There are different kinds of leaks: unavoidable/background leaks, which make up 28.6 percent of national average; detectable/unreported leaks, which make up 65.5 percent — but of which only 4.4 percent are identified with existing leak detection programs; and observable leaks/reported failures, at 5.9 percent.

Glenn explained that in 2017, the price per thousand gallons was approximately .002 cents to produce. The total pumped was 715,836,045 gallons, and of that, 175,695,878 gallons were non-revenue water, which at the rounded price, cost the city $331,270.45.

The infrastructure leakage index is 3.19, and Glenn explained that this measurement is the ratio of water that is actually leaking, compared to water lost as a theoretical minimum called unavoidable loss, a calculation involving the miles of services lines and mains, connections, and pressure. The range is 1.0 to 8.0, with lower numbers being better.

Glenn added that specific areas of concern to be addressed include the city campground area; Winterville Loop; Ramsdell subdivision service line; booster station zones/Colorado Boulevard transmission line; and Roughlock Lane service lines. Outlying area water hydrants have also been locked and more closely monitored for theft, with a new hydrant meter program instituted so the city can check the readings.

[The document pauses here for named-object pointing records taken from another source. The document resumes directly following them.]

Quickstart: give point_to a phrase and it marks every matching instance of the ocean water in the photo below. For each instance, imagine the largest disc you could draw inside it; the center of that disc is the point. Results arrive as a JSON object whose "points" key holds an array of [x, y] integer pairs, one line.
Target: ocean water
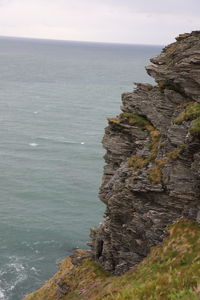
{"points": [[54, 100]]}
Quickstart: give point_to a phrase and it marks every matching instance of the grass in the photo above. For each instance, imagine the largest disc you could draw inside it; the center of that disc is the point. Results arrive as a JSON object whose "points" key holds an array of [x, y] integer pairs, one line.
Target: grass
{"points": [[195, 128], [170, 272], [191, 112], [155, 174]]}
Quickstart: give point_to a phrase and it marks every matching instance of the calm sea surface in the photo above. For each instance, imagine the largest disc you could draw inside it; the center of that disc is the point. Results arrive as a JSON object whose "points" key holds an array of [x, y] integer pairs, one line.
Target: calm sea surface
{"points": [[54, 100]]}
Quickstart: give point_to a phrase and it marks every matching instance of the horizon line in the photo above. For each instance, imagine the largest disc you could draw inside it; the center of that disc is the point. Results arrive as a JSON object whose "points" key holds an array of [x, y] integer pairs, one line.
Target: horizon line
{"points": [[77, 41]]}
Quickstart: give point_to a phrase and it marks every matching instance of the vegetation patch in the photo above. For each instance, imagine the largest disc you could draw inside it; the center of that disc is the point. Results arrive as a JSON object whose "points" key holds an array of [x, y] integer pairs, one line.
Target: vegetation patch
{"points": [[170, 272], [195, 128], [133, 119], [191, 112], [155, 174]]}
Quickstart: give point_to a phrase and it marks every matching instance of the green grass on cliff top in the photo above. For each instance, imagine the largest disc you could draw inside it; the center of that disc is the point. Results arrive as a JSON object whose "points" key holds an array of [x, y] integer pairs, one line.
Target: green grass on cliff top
{"points": [[170, 272]]}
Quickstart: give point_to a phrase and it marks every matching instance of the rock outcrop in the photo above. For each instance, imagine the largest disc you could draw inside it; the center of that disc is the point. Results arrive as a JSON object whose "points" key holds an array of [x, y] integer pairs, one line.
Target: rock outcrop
{"points": [[152, 174]]}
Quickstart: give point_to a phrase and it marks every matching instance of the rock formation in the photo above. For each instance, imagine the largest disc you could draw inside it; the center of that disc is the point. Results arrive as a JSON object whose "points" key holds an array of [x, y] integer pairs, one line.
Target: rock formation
{"points": [[152, 174]]}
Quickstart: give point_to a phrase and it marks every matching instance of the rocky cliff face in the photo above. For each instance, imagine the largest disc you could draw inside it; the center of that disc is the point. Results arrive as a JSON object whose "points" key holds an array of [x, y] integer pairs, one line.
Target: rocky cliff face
{"points": [[152, 176]]}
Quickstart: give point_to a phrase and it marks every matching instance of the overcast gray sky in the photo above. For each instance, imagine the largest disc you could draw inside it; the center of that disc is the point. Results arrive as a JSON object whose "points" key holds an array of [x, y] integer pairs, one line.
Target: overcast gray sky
{"points": [[123, 21]]}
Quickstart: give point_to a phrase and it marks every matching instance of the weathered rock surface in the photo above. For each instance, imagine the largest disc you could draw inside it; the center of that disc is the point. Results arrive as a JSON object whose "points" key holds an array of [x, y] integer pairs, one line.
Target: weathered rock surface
{"points": [[152, 175]]}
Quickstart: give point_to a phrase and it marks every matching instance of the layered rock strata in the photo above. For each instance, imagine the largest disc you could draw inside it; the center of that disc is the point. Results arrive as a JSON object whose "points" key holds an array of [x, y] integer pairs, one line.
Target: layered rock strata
{"points": [[152, 174]]}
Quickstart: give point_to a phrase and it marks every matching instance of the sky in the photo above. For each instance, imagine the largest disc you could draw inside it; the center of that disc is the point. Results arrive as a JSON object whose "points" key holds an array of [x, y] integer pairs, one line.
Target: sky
{"points": [[116, 21]]}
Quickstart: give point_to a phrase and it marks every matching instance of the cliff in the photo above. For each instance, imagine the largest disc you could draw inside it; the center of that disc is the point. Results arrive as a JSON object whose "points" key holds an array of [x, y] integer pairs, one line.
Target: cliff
{"points": [[151, 180], [151, 177]]}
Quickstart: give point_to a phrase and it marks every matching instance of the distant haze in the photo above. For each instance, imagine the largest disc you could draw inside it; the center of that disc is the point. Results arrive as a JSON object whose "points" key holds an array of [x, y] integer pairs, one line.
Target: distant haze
{"points": [[122, 21]]}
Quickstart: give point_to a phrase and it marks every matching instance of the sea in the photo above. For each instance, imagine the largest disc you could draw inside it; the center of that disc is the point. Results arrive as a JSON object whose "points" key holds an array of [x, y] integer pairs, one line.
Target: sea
{"points": [[55, 97]]}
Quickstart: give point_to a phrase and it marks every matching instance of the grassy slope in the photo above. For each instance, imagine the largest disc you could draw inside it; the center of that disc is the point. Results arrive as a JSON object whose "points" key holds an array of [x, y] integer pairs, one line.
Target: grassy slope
{"points": [[171, 271]]}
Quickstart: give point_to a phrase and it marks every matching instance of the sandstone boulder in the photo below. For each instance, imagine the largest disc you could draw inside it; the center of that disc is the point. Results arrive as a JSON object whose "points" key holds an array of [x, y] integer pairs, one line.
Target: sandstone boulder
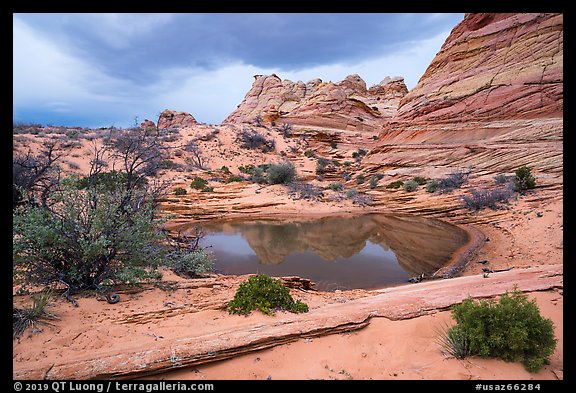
{"points": [[170, 119], [345, 105]]}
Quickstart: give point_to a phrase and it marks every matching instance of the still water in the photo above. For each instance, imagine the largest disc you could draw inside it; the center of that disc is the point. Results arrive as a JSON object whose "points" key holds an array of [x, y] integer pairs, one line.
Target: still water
{"points": [[368, 252]]}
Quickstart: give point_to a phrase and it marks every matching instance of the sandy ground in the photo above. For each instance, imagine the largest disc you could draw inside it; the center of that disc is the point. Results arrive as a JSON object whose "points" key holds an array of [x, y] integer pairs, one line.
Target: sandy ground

“The fire department does have the ability to get into those very easily,” he said, adding that after the hydrants were locked, the city received calls of complaint from people wondering why they could no longer get water from the hydrants. “People were upset when they found out that they had to go buy it.”

Where the department goes next, Glenn said, is to continue the city’s active leak detection program, repairing leaks as they are found and require service lines be repaired; pressure testing of water mains; replacing large meters (10,000 gallon reads), which has already started, at an estimated cost of $53,000 for about 50 meters; replacing old/faulty meters as they are found; continuing to address database inconsistencies in Incode; and improving supply meter accuracies by replacing three existing well meters and calibrating all well meters.